Another key to the Commission’s work, said Gittell: Industry needs to come to the table with money.

But co-chair Comer offered a caveat. She noted that Connecticut is still struggling to recover from the recession. GE and Aetna rubbed salt in the wound with their recent decisions to leave the Nutmeg State. We need to do more to encourage employers to stay, rather than asking more of them, Comer warned.

No picking winners and losers

Gittell said he cringes when he harkens back to the government policy of picking industry winners and losers. Instead, he said, New England should promote its diversity of industries across the whole region, not just in Boston and Cambridge.

The working group suggested that the Commission: Define common characteristics of best practices, create a template of partnerships that work, devise a taxonomy of workforce skills, develop granular credentials, analyze local demographic differences and produce a regional playbook along the lines of the “Communities that Work Partnership” sponsored by the Aspen Institute and funded by the U.S. Department of Commerce and private foundations.

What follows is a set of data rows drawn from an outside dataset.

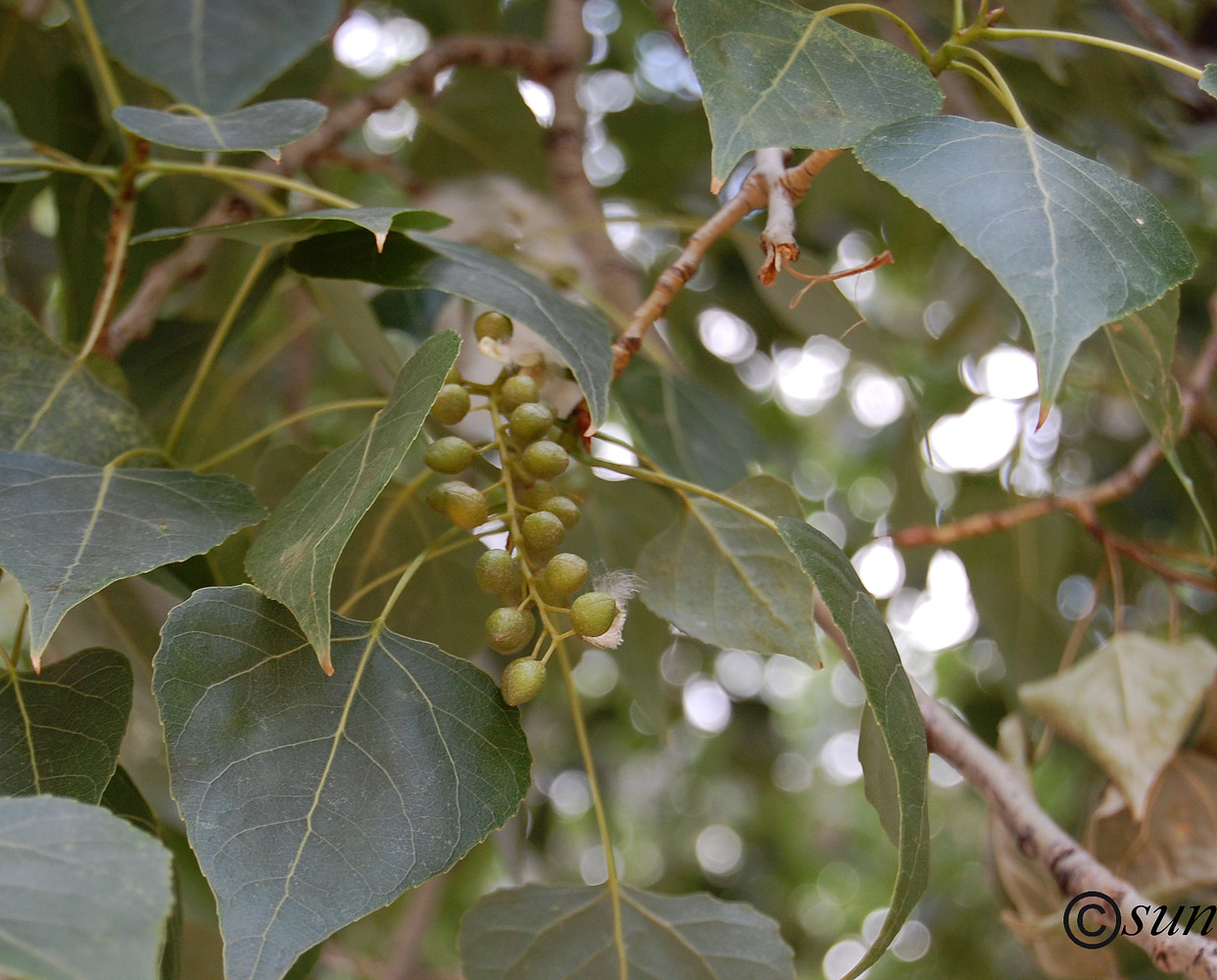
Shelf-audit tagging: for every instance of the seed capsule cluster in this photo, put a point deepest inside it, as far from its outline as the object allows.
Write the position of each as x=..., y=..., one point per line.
x=532, y=579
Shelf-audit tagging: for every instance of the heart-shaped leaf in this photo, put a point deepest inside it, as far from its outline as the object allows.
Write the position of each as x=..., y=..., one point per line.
x=1075, y=244
x=287, y=227
x=212, y=54
x=295, y=556
x=69, y=529
x=543, y=933
x=578, y=335
x=60, y=730
x=1144, y=347
x=312, y=802
x=263, y=125
x=896, y=714
x=1141, y=697
x=725, y=578
x=84, y=893
x=774, y=74
x=45, y=396
x=15, y=146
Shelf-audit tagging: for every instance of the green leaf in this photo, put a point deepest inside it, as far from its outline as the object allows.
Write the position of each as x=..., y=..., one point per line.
x=1144, y=347
x=546, y=933
x=1074, y=244
x=60, y=730
x=263, y=125
x=69, y=529
x=45, y=396
x=288, y=227
x=312, y=802
x=774, y=74
x=85, y=893
x=1141, y=697
x=212, y=54
x=577, y=333
x=15, y=146
x=689, y=430
x=895, y=709
x=725, y=578
x=1208, y=80
x=295, y=556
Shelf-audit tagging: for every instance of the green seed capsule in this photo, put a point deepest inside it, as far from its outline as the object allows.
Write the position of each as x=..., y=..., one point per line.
x=452, y=405
x=542, y=531
x=448, y=456
x=498, y=573
x=546, y=459
x=522, y=681
x=592, y=613
x=509, y=629
x=516, y=391
x=493, y=325
x=564, y=509
x=566, y=573
x=531, y=421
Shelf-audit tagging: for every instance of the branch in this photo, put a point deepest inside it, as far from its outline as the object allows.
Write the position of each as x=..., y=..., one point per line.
x=1037, y=835
x=1081, y=503
x=416, y=78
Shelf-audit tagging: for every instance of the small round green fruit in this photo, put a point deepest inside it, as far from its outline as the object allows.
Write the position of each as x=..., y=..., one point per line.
x=531, y=421
x=522, y=681
x=448, y=456
x=494, y=325
x=593, y=613
x=516, y=391
x=509, y=628
x=451, y=406
x=542, y=531
x=498, y=573
x=566, y=573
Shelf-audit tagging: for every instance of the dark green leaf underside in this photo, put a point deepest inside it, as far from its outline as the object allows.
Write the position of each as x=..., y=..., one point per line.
x=315, y=800
x=1075, y=244
x=542, y=933
x=85, y=894
x=60, y=733
x=577, y=333
x=295, y=556
x=212, y=54
x=263, y=125
x=69, y=529
x=895, y=710
x=774, y=74
x=725, y=578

Also the working group noted intersections between workforce investment boards (WIBs) and public schools in industry clusters. Some suggested looking at teaching itself: adapting inquiry-based, rather than traditional, techniques and creating “externships”—essentially summer internships to help teachers adopt techniques that energize students.

The group also coalesced around suggestions to watch return on investment and even to develop a “business case” for the Commission itself.

Rhode Island School of Design (RISD) President Rosanne Somerson righted the ship, noting that the Commission’s goal is to create  engaged citizens and culture as much as jobs, which should at least be meaningful and fulfilling.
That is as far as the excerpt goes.